There are a lot of meetings on projects, and on many occasions, you’ll find yourself managing meetings in less than ideal circumstances. While it’s best to get everyone together, this can be really expensive, especially if you have team members in different countries. When you can’t get the team together in one place, conference calls are a good option.
#1. Check When Everyone is Free
It’s not enough to ask the people at the desks around you if they can make a call on Tuesday at 10 am. With a virtual team, you have to coordinate the availability of everyone, and that can mean calculating differences in time zones. If you are working with colleagues overseas it can be difficult to find a time that suits everyone, so in some cases, you’ll be looking for the least bad time.
As it can be so hard to manage everyone’s availability, you can make life easier by asking your team to keep your project schedule up to date. Then you can use this to track when your team members are free to a call. You can also put the call on the schedule and send out invites electronically as this is a good way to ensure they remember on the day!

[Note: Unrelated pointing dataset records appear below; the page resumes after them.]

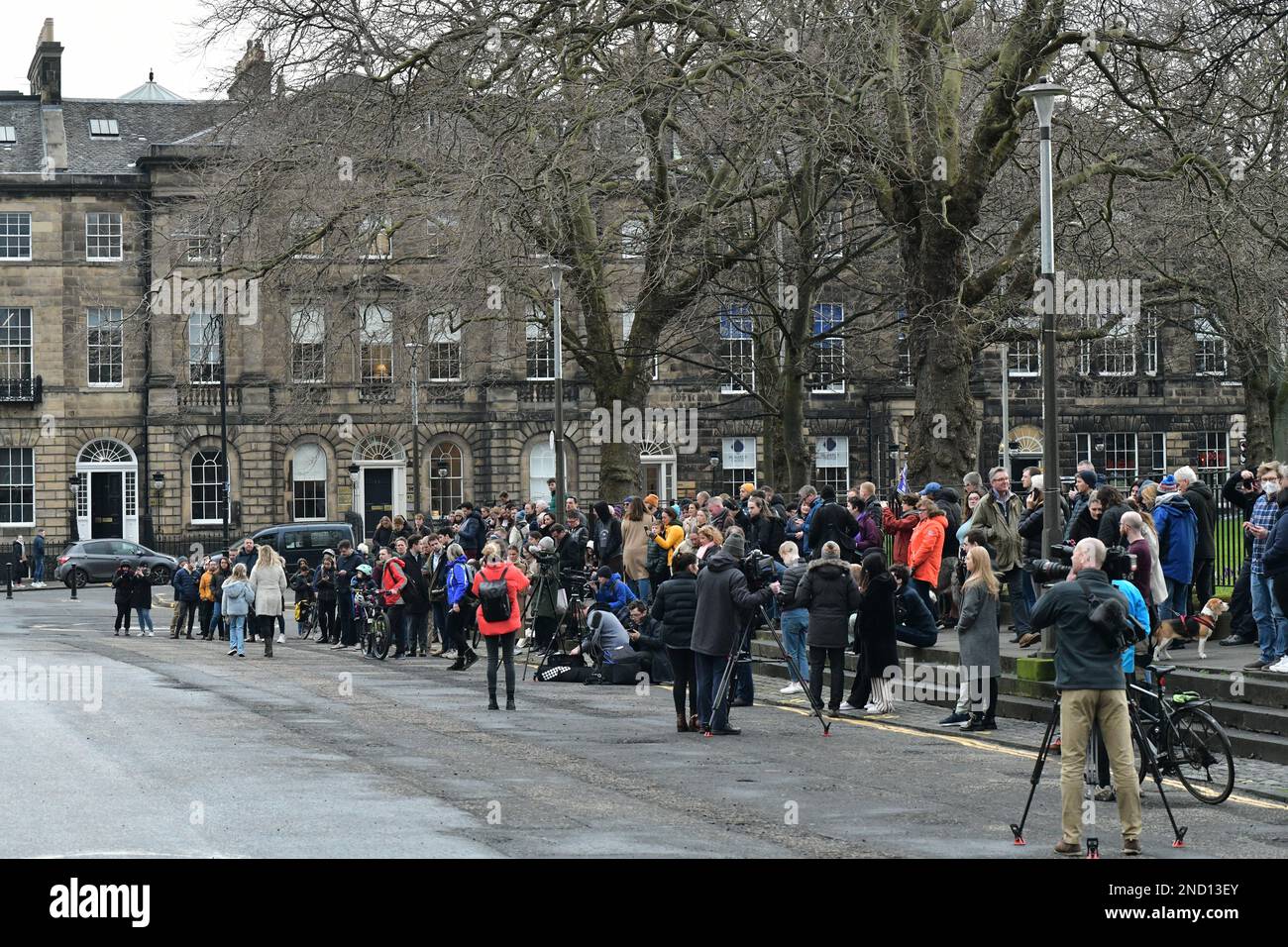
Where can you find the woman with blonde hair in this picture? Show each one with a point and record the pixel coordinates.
(978, 638)
(268, 583)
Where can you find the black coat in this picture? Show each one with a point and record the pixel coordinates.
(1205, 508)
(141, 591)
(829, 594)
(876, 625)
(833, 523)
(124, 583)
(724, 600)
(674, 604)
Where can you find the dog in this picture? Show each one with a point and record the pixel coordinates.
(1193, 626)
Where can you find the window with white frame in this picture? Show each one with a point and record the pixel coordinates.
(205, 348)
(738, 464)
(828, 371)
(1113, 354)
(1121, 464)
(308, 478)
(14, 344)
(1210, 347)
(737, 351)
(104, 337)
(540, 351)
(376, 350)
(1024, 352)
(632, 344)
(632, 232)
(207, 475)
(14, 236)
(376, 239)
(832, 463)
(447, 476)
(443, 351)
(308, 344)
(17, 486)
(1212, 454)
(1158, 453)
(103, 237)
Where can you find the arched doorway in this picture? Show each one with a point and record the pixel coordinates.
(107, 493)
(381, 480)
(657, 470)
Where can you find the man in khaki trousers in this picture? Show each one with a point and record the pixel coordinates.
(1093, 690)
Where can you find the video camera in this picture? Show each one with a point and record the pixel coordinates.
(1119, 565)
(759, 570)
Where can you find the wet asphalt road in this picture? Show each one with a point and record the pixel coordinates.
(187, 751)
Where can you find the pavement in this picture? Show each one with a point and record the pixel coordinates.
(180, 750)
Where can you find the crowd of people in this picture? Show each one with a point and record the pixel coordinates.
(669, 579)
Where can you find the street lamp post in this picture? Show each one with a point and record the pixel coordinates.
(557, 270)
(413, 348)
(1043, 95)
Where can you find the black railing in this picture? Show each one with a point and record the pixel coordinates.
(24, 390)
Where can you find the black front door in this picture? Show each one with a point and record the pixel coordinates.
(104, 505)
(377, 497)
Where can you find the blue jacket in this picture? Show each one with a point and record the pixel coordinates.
(1274, 558)
(458, 579)
(1177, 534)
(614, 594)
(185, 587)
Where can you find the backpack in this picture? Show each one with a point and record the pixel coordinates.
(494, 596)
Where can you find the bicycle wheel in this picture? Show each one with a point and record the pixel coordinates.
(1202, 755)
(380, 629)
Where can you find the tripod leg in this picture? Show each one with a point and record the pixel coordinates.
(1018, 830)
(816, 706)
(1151, 763)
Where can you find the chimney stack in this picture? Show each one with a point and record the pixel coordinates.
(254, 75)
(46, 72)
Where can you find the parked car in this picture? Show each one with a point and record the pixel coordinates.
(295, 541)
(95, 561)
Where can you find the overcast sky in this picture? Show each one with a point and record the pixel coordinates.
(110, 46)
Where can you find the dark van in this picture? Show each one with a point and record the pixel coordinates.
(295, 541)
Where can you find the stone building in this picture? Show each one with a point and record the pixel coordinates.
(112, 421)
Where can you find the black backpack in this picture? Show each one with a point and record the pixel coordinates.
(494, 596)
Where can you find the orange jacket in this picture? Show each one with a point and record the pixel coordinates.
(515, 582)
(926, 549)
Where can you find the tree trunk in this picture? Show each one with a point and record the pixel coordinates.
(945, 421)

#2. Ask People To Introduce Themselves
The phone does funny things to people’s voices, and you may not recognize everyone. Do a round of introductions at the beginning of the call. You can also ask people to say their name when they start talking during the call so that everyone knows who is making the point. Once your team has ‘met’ over the phone a few times they will get to know who is who but if you have special guests, such as a subject matter expert, along to your calls go through the introductions again.
#3. Stop Background Noise
You’d be surprised at how much you can hear on the phone – and people typing in the background is probably the most annoying. You assume that the person typing is not giving the meeting their full attention and they are busy multitasking and working on their emails.
Cut out background noise by giving some thought to where you will do the call. Try not to be sitting in a busy airport terminal or an open plan office if you can help it – find somewhere quiet where you will not be disturbed. And if you can’t do that, remember to use the mute button.
#4. Remember It Is A Real Meeting
You still need an agenda for a conference call, and you’ll still issue minutes after the project meeting, even if you do host the meeting on the phone.
Keep the conference call as short as possible. The best way to do this is to stick to the agenda and to be rigorous about noting any project issues that need to be discussed but are off topic.
#5. Record The Call
If your technology allows it, record the call. You can then upload it to your project management information system so that the recording is available for everyone to go back to if they need to. This is especially useful if your minutes aren’t that great (although, as above, you should always produce minutes from a conference call as it is still a proper meeting).
#6. Create A Level Playing Field
Have you ever been on a conference call where it is obvious that everyone except you is sat in the same room? You can hear them comparing notes, having side conversations and getting drinks while you struggle at the other end to make yourself heard and to follow the conversation. It’s even worse if they aren’t speaking in your own language and you are trying to translate at the same time.
The way to overcome this is to create a level playing field, and that means making sure everyone dials in independently. Even if you do have a large group of people who are able to get together, ask them to call in separately as this means that the conference call experience is the same for everyone. There are some situations, of course, where you would choose not to do this, but for routine calls, it gives a much better meeting outcome.
#7. Make Yourself Understood
Make sure that you speak clearly. If you can prepare a bit in advance then do, because it will help you articulate your ideas properly and avoid a garbled jumble of words pouring out of your mouth. That would be difficult for other people to understand and it can also tie up the call and make it take longer.
You can also find it harder to get a word in when you are on a call as you can’t read other people’s body language to know when it is time to speak. Keep trying, but don’t talk over your colleagues as that isn’t great for anyone. And remember to take your call off mute before you make your point! Otherwise, no one will hear your great ideas.
If you are chairing the conference call, try to make time in the meeting for everyone to have their say. Some people on the team may not be as confident as others about speaking up on a conference call, so you can outright ask anyone who hasn’t spoken if they have anything to add. They might not have, but at least you will have given them the opportunity and the space to make their remarks.
Despite the raft of project management software tools available today, conference calls are a mainstay of projects. You’ll find yourself using them on your project. The trick to successful conference calls is to make them as much like a real meeting as possible with a good agenda, good facilitation and good follow up afterward. Your other project management tools can complement the call by using them to share the agenda and minutes and even by having an open instant messaging or chat going at the same time.